Intel and Taiwan Semiconductor Manufacturing Co have reached a preliminary agreement to form a joint venture to operate the U.S. chipmaker’s factories, the Information reported on Thursday, citing two people involved in the discussions.

TSMC, the world’s largest contract chipmaker, will take a 20 per cent stake in the new company, the report said.

The White House and Commerce department officials have been pressing TSMC and Intel to strike a deal to resolve the long-running crisis at Intel, the report added.

Intel and TSMC declined to comment, while the White House did not immediately respond to a Reuters request for comment.

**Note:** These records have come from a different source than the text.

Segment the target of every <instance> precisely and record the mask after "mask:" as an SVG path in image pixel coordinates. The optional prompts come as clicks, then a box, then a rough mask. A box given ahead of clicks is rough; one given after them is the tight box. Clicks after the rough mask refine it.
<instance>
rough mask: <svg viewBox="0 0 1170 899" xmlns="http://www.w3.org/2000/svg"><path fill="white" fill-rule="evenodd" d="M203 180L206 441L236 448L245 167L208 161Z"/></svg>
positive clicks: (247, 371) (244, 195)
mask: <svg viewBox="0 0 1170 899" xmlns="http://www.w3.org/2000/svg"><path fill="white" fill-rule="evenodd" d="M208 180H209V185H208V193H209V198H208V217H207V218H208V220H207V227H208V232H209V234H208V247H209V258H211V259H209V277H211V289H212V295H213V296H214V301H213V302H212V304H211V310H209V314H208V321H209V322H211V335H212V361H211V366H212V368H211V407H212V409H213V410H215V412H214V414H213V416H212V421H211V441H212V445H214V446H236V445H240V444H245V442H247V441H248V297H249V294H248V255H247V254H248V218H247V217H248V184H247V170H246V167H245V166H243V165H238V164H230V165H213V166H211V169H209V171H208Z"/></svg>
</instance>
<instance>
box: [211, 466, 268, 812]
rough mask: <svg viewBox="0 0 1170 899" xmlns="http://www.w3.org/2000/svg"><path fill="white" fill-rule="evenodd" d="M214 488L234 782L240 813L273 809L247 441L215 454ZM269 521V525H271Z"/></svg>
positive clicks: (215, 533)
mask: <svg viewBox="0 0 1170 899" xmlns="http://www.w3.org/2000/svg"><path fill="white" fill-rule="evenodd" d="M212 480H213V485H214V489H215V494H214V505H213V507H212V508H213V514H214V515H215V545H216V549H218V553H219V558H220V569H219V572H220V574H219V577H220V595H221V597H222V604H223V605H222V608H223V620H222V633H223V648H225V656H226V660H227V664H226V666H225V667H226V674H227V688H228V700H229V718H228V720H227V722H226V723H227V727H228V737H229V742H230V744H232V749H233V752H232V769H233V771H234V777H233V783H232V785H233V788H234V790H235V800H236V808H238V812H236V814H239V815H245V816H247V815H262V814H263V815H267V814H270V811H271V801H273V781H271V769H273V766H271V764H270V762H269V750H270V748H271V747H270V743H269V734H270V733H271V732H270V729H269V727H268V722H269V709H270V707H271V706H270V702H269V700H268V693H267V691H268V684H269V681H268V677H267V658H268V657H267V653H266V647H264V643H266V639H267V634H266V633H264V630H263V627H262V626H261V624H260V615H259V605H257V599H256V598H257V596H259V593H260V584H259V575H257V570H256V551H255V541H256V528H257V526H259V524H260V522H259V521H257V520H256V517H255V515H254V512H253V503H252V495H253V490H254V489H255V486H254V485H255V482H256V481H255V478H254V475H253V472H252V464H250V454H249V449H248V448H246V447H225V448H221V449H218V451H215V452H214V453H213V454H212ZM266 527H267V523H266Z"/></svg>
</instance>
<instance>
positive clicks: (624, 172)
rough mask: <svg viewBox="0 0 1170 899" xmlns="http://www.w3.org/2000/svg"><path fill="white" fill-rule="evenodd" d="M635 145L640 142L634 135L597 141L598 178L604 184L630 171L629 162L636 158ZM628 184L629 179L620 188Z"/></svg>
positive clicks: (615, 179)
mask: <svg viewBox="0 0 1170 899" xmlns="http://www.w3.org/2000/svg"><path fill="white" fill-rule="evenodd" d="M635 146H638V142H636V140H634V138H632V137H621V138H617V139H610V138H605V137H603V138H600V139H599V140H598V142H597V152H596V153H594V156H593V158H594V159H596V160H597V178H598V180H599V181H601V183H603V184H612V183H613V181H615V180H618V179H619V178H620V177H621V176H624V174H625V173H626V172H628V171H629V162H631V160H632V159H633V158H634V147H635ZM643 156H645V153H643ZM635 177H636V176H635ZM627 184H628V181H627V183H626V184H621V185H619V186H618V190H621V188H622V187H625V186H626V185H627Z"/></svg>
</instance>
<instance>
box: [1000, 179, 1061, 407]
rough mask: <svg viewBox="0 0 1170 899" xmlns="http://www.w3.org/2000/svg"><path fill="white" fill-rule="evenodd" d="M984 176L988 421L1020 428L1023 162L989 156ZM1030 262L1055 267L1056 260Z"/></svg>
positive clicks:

Reuters reported in March that TSMC had pitched Nvidia, Advanced Micro Devices and Broadcom to take stakes in a joint venture that would operate Intel’s factories, after the U.S. administration requested the Taiwanese chipmaking giant to help turn around the troubled U.S. icon.

Intel in March appointed former board member and chip industry veteran Lip-Bu Tan as its CEO to revive its fortunes after it missed out on the artificial intelligence-driven semiconductor boom while plowing billions of dollars into building out its chip-making business.

The company’s efforts to manufacture chips for external clients have faced challenges as it fell short of providing the level of customer and technical service as rival TSMC, leading to delays and failed tests, former executives have told Reuters.

Intel reported 2024 net loss of $18.8 billion, its first since 1986, driven by large impairments.

Shares of the company lost 60 per cent of their value in 2024, compared with an over 23 per cent rise in the benchmark S&P 500 index.

The shares have recovered some of those losses this year and are up nearly 12 per cent.

Last month, TSMC said at a press event that it plans to make a fresh $100 billion investment in the U.S. that involves building five additional chip facilities.